Two reasons: 1. License: MinIO switched to AGPL, then to a more restrictive license. Apache 2.0 was important to us. 2. Architecture: We have a fundamentally different architecture to solve the minio's inherent scalability issue [3]. Bolting these onto MinIO would be a rewrite anyway.
> Is there any telemetry?
Yes, but not fully polished (cloudwatch setup has been commented out). We are using rust crates for tracing & metrics. Currently working on distributed tracing capabilities, and we have embedded trace_id in all our rpc headers. Once it is stabilized, we'd like to update it in the docs.
> Although it doesn't matter as much for my use case as for others, what is the specific jurisdiction of origin?
The company (FractalBits Labs) is incorporated in the United States. The BYOC model means your data stays in your cloud account in your chosen AWS region - we never see your data.
> Is there a CLA and does that CLA involve assigning rights like copyright (helps prevent the 'rug-pull' closing-source scenario)?
CLA: Currently no CLA - contributions are under Apache 2.0 via the standard "inbound = outbound" model. We don't require copyright assignment. This makes a rug-pull harder since we can't relicense without contributor consent. Happy to discuss a more formal CLA if the community prefers one.
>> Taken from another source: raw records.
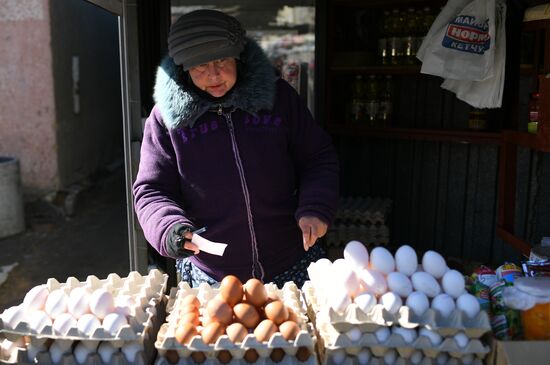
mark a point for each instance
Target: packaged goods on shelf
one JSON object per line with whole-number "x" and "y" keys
{"x": 109, "y": 321}
{"x": 360, "y": 218}
{"x": 278, "y": 346}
> Is there a non-profit Foundation, goal for CNCF sponsorship or other trusted third-party to ensure that the software remains open source (although forks of prior versions mostly mitigates that concern)?
Foundation/CNCF: Not yet, but it's something we're open to as the project matures (Apache/CNCF/LF AI & Data Foundation). For now, the Apache 2.0 license provides baseline protection - any prior version remains open source regardless of future decisions. We'd welcome community input on governance structure as adoption grows. On the other hand, I (with a partner) have been full-time working on this for a whole year, and would also welcome conversations with anyone interested in supporting the project's growth.
[1] https://github.com/fractalbits-labs/fractalbits-main/blob/ma... [2] https://github.com/fractalbits-labs/fractalbits-main/blob/ma... [3] https://github.com/minio/minio/issues/7986
throwaway894345
8 hours ago
I’m also curious about the Kubernetes story—specifically how can one run this in Kubernetes?